Place, in Consiglio’s stories, can (and frequently does) determine temporal events. The thresholds that his characters cross are at once actual and symbolic and they have real, lived effects. Anatol crosses Rivadavia Avenue and enters a world of senseless violence. In ‘The Terrace’, a group of teenagers meet on their school roof in a spatial and behavioural transgression that has fatal consequences. In ‘The Running Man’, the narrator’s slight deviation in routine leads him into a violent landscape which “candidly orchestrated the rhythm of things and determined our choices”. And in ‘The Night Before’, Consiglio opposes coloniser and indigenous relations to the land in a way that emphasises the alienation of one and the belonging of the other. Here, the “landscape slowly crushes the spirit” of the invaders while an indigenous woman looks out with “the gaze of someone used to arid landscapes, vast distances, the open sky”. Place, in this collection, determines subjectivity.
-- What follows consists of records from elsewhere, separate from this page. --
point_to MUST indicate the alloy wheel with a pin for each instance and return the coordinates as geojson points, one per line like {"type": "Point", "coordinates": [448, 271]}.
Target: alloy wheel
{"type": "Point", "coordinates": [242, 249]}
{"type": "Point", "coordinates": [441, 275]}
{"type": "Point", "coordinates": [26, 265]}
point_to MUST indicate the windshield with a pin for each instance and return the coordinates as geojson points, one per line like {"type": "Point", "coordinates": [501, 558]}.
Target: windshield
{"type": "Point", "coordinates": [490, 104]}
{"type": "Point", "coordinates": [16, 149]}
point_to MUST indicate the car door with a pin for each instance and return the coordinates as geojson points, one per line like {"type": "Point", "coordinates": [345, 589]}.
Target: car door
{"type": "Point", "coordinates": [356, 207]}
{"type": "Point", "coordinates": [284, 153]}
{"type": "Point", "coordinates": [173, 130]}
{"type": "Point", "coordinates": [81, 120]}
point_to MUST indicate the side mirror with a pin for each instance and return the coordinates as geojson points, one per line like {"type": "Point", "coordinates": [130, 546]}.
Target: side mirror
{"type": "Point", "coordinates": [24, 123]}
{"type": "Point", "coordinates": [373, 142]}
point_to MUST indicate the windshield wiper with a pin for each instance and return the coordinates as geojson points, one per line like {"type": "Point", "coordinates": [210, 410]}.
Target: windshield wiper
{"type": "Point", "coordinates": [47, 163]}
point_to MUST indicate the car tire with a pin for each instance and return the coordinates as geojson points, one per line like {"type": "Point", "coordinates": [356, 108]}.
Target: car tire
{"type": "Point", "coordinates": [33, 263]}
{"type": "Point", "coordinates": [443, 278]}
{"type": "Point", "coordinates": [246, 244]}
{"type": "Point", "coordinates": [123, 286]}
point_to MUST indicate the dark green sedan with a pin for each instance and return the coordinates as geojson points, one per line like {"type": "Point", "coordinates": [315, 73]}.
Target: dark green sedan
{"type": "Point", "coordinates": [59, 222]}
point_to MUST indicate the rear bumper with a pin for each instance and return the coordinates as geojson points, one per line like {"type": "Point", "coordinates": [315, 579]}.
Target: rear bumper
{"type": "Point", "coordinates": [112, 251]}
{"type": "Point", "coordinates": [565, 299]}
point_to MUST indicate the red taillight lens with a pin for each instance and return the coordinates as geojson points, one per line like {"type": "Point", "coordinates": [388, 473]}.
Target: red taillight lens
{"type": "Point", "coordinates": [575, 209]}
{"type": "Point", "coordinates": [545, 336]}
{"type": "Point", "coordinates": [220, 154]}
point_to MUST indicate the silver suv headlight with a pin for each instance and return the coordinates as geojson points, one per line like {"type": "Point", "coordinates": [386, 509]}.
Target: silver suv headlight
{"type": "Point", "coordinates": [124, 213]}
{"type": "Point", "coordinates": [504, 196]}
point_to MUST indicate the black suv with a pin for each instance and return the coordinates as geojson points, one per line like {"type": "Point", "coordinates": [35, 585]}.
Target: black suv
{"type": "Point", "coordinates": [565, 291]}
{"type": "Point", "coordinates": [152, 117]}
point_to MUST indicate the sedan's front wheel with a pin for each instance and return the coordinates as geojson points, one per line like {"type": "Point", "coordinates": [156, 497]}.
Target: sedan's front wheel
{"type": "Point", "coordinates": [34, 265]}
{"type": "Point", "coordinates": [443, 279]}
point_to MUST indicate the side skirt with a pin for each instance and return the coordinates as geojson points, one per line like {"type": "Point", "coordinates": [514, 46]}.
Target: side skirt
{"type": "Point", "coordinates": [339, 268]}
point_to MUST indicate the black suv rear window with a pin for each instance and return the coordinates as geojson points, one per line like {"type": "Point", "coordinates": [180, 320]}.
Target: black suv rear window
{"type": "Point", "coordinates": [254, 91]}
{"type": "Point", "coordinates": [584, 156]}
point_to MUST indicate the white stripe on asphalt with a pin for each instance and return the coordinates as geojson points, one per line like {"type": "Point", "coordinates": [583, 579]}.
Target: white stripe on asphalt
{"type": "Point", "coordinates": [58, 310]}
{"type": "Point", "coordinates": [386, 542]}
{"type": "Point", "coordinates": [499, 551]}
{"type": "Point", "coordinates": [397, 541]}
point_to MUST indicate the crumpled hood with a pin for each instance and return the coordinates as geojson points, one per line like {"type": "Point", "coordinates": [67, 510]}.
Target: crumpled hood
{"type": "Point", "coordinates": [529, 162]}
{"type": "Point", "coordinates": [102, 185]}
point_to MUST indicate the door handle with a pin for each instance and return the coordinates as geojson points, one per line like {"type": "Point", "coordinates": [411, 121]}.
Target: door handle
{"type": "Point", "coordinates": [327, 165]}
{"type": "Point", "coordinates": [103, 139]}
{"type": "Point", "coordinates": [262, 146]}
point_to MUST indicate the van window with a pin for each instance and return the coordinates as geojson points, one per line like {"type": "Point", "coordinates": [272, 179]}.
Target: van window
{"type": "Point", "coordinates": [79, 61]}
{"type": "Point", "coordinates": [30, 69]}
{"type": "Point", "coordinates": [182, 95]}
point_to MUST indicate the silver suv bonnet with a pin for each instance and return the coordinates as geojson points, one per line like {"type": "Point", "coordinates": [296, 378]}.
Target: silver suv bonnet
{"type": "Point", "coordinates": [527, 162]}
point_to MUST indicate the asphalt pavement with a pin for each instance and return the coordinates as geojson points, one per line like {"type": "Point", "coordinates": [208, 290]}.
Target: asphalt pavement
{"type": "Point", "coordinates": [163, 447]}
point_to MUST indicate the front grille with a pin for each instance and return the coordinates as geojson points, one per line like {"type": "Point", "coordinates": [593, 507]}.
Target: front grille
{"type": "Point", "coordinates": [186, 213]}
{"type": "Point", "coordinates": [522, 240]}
But Consiglio’s reterritorialisation of time and experience extends beyond character and event. Rather, temporality and territory are entwined in the material composition of his narratives. Due in part, perhaps, to his Borgesian inheritance, there is a timeless quality to Consiglio’s prose. This accentuates the shocking intrusion of iPads, smartphones, and tablets which immediately date the events described and which induce a sense of temporal vertigo in the reader.
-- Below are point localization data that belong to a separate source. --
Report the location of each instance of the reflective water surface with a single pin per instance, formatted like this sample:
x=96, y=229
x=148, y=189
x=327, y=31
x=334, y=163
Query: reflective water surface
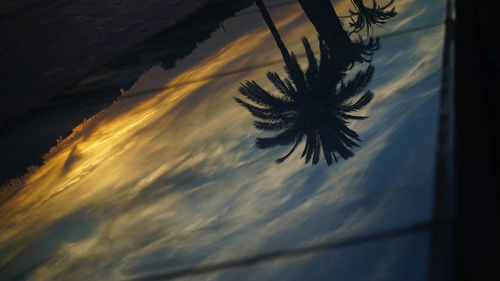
x=260, y=141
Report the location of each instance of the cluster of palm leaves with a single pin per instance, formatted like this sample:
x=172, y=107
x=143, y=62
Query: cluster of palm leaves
x=314, y=106
x=365, y=16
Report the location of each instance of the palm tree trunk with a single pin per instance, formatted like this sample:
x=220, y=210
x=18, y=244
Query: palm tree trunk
x=274, y=32
x=324, y=18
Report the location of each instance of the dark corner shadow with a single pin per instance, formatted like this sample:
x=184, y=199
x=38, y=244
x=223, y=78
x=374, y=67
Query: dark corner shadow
x=37, y=131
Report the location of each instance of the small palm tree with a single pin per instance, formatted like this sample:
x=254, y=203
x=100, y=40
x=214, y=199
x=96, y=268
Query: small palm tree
x=314, y=106
x=365, y=16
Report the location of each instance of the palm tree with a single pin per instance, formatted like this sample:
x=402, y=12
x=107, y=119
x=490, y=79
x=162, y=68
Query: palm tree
x=314, y=105
x=365, y=16
x=329, y=27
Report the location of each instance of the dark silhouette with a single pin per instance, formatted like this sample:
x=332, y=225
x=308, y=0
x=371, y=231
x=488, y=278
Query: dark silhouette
x=365, y=16
x=345, y=52
x=314, y=105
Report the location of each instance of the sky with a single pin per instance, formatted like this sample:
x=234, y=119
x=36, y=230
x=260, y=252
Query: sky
x=171, y=179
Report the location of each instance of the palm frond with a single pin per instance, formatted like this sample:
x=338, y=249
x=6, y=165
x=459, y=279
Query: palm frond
x=283, y=138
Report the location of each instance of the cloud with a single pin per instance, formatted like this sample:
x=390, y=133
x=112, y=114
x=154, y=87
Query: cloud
x=174, y=179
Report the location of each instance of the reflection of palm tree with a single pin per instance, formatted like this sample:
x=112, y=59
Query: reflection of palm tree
x=314, y=106
x=329, y=27
x=365, y=16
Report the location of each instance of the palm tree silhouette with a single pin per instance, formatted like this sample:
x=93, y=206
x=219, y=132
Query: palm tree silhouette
x=365, y=16
x=329, y=27
x=315, y=105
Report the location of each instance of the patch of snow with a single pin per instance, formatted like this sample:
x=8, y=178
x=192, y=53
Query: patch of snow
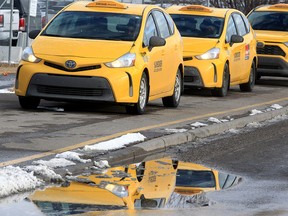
x=276, y=106
x=56, y=109
x=103, y=164
x=214, y=120
x=171, y=130
x=254, y=125
x=54, y=163
x=69, y=155
x=116, y=143
x=5, y=91
x=44, y=172
x=198, y=124
x=255, y=112
x=235, y=131
x=15, y=180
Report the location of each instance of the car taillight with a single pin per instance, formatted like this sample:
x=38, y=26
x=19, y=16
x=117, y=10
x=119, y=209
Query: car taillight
x=22, y=24
x=1, y=20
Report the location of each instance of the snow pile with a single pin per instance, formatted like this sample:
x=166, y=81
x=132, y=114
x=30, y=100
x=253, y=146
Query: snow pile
x=44, y=172
x=15, y=180
x=54, y=163
x=171, y=130
x=198, y=125
x=116, y=143
x=69, y=155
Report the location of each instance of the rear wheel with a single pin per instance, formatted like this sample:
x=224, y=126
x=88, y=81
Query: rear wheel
x=248, y=87
x=174, y=100
x=139, y=107
x=29, y=102
x=222, y=92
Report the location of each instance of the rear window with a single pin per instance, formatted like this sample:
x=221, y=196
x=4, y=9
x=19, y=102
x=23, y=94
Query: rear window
x=269, y=21
x=195, y=178
x=198, y=26
x=94, y=25
x=5, y=4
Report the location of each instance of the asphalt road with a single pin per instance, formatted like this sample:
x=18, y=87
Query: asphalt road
x=259, y=156
x=56, y=127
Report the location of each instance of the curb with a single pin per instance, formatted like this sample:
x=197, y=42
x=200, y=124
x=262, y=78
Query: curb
x=161, y=144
Consiglio also uses shifts in tense to work against Hoffman’s computer-time, according to which “time has been abstractly miniaturized to the nanosecond, and experientially reduced to the instant and the condition of immediacy”. Time is elastic in these narratives — in ‘Correspondence’, a story is described as having been “kneaded … as if it were a ball of clay” — and the present seems perpetually to be expanding in order to accommodate the past and anticipate the future. In ‘Travel, Travel’, for instance, past actions are knit within a progressive present:
For a week he’s been trying to scrub up the house. Every day he feels better, stronger. He observes himself in the mirror and tries to note, even down to the tiniest detail, how the physical activity is changing his body. Yesterday he started work on the pitch pine in the dining room. He removed three strips. He spent a moment tracing the grain of the wood with the tips of his fingers. He wanted to understand its logic in order to succumb to the natural order. He is obliging with the world. He tries to behave as is proper.
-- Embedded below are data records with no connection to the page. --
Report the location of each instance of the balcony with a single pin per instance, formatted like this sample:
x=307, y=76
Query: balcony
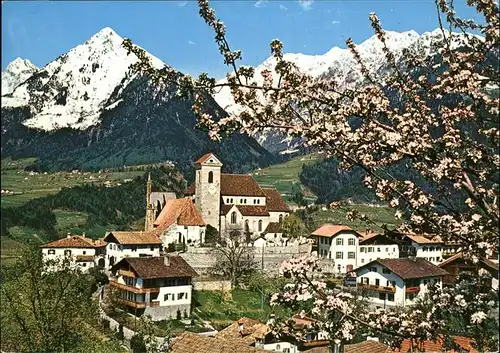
x=138, y=305
x=133, y=289
x=414, y=289
x=126, y=273
x=374, y=287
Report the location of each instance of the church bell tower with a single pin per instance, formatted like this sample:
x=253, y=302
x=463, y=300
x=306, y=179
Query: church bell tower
x=150, y=210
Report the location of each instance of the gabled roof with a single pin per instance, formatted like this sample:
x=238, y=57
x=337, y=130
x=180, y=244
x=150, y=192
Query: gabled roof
x=430, y=346
x=206, y=157
x=245, y=329
x=75, y=241
x=193, y=343
x=409, y=268
x=155, y=267
x=132, y=238
x=179, y=211
x=239, y=185
x=274, y=201
x=331, y=230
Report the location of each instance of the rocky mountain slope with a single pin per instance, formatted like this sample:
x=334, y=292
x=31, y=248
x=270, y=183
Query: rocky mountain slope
x=339, y=65
x=86, y=110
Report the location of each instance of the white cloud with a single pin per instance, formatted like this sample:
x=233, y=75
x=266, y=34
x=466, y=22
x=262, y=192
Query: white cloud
x=305, y=4
x=261, y=3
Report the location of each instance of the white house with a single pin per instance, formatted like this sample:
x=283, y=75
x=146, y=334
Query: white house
x=78, y=249
x=180, y=223
x=130, y=244
x=428, y=249
x=374, y=246
x=157, y=286
x=234, y=201
x=338, y=242
x=397, y=282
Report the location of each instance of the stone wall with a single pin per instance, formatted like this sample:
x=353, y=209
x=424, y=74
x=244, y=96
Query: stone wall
x=268, y=258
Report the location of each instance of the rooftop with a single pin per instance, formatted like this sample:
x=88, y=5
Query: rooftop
x=75, y=241
x=133, y=238
x=409, y=268
x=155, y=267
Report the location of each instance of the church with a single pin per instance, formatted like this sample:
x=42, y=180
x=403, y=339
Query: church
x=235, y=201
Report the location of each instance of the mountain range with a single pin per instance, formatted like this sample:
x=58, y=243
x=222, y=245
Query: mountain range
x=86, y=110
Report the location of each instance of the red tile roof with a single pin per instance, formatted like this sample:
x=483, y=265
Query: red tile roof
x=203, y=158
x=133, y=238
x=436, y=346
x=154, y=267
x=193, y=343
x=275, y=202
x=409, y=268
x=75, y=241
x=330, y=230
x=179, y=211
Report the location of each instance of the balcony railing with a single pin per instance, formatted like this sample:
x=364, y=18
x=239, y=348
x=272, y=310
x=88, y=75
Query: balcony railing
x=138, y=305
x=377, y=288
x=133, y=289
x=413, y=289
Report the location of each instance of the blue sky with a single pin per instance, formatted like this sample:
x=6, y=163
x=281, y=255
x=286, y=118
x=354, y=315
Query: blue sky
x=41, y=30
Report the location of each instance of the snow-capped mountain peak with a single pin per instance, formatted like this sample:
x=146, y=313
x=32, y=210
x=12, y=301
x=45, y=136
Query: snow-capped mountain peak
x=74, y=89
x=16, y=73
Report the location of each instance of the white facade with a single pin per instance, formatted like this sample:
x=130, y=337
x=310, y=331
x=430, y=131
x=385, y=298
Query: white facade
x=189, y=235
x=84, y=258
x=368, y=253
x=431, y=252
x=342, y=248
x=403, y=293
x=116, y=252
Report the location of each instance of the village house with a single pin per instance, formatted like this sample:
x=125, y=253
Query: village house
x=130, y=244
x=180, y=223
x=231, y=202
x=458, y=264
x=337, y=242
x=373, y=246
x=78, y=249
x=397, y=282
x=157, y=286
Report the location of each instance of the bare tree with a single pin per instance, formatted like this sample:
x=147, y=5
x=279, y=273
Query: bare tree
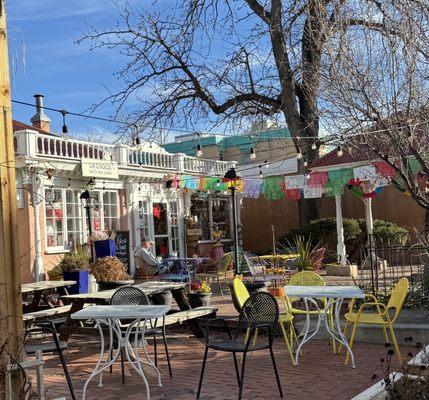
x=223, y=60
x=376, y=90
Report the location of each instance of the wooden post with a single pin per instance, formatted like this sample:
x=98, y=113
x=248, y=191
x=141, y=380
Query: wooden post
x=11, y=325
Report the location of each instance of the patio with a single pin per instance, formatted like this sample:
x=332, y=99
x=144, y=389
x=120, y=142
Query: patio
x=320, y=374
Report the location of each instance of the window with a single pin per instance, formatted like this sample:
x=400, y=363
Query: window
x=66, y=218
x=143, y=224
x=74, y=218
x=174, y=226
x=54, y=217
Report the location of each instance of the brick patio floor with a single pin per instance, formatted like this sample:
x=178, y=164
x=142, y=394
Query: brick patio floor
x=320, y=375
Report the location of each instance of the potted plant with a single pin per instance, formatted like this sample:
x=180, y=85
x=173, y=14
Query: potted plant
x=74, y=267
x=200, y=294
x=104, y=245
x=110, y=273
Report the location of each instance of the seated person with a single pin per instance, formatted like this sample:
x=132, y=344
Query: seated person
x=152, y=266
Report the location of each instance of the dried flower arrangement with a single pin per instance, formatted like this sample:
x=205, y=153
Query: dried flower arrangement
x=109, y=269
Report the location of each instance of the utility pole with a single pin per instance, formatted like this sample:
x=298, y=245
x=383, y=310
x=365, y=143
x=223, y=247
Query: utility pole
x=11, y=325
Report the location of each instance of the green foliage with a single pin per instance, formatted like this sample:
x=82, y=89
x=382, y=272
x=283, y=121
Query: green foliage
x=324, y=231
x=77, y=260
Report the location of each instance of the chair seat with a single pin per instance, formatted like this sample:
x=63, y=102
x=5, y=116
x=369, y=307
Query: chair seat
x=237, y=346
x=304, y=312
x=366, y=318
x=47, y=347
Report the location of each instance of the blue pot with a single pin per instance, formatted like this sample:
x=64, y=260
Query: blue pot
x=105, y=248
x=81, y=278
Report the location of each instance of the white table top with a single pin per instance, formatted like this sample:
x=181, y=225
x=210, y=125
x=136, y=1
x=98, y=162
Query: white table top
x=318, y=292
x=44, y=285
x=121, y=312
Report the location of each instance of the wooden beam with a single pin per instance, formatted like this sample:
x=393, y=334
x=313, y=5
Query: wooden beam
x=11, y=324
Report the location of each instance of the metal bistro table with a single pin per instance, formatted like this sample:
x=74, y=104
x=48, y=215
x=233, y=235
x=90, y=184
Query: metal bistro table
x=335, y=296
x=110, y=316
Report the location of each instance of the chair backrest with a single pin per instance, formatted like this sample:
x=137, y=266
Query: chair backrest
x=259, y=308
x=130, y=296
x=397, y=297
x=240, y=292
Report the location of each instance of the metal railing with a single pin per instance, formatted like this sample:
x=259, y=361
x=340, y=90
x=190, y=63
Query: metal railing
x=75, y=149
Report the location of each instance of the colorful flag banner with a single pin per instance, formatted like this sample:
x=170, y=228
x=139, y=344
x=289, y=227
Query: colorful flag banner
x=312, y=192
x=252, y=188
x=293, y=194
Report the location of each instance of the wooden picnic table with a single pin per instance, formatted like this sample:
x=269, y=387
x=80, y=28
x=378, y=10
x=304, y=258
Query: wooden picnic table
x=150, y=288
x=39, y=289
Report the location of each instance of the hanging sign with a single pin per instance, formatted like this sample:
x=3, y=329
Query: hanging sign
x=99, y=168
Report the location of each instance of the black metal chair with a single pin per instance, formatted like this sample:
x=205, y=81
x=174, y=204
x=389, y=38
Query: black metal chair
x=259, y=312
x=36, y=339
x=130, y=295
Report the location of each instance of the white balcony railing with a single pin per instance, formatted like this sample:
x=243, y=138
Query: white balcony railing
x=73, y=149
x=35, y=145
x=150, y=159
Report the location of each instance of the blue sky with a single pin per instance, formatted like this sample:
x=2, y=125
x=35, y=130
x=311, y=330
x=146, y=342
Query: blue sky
x=44, y=59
Such changes in tense — this is only one of many possible examples — are disquieting in their subtlety. The effect is a narrative deeply connected to place and time, but beneath which the ground perpetually shifts. Will Canedo come to understand the natural order of things? Or, like Dahlmann, will he be separated from the non-human world “as though by a pane of glass”? The uncertainties of Southerly — induced by a change in tense as in ‘Travel, Travel’, or the mirroring of one character’s biography in that of another, as in ‘Southerly’, or the evidence that “[e]ven the most harmless detail becomes a threat” as in ‘Jessica Galver’ — make the experience of reading it not unlike falling through “a fracture in the progression of time”. Jorge Consiglio is a storyteller of rare ingenuity, and Edinburgh-based Charco Press are to be commended for making his work — alongside that of other contemporary Latin American authors — newly available to Anglophone readers.
Anna MacDonald is a writer and bookseller based in Melbourne, Australia, and a Splice masthead contributor. She has previously reviewed for 3am Magazine and writes regularly for the Australian Book Review.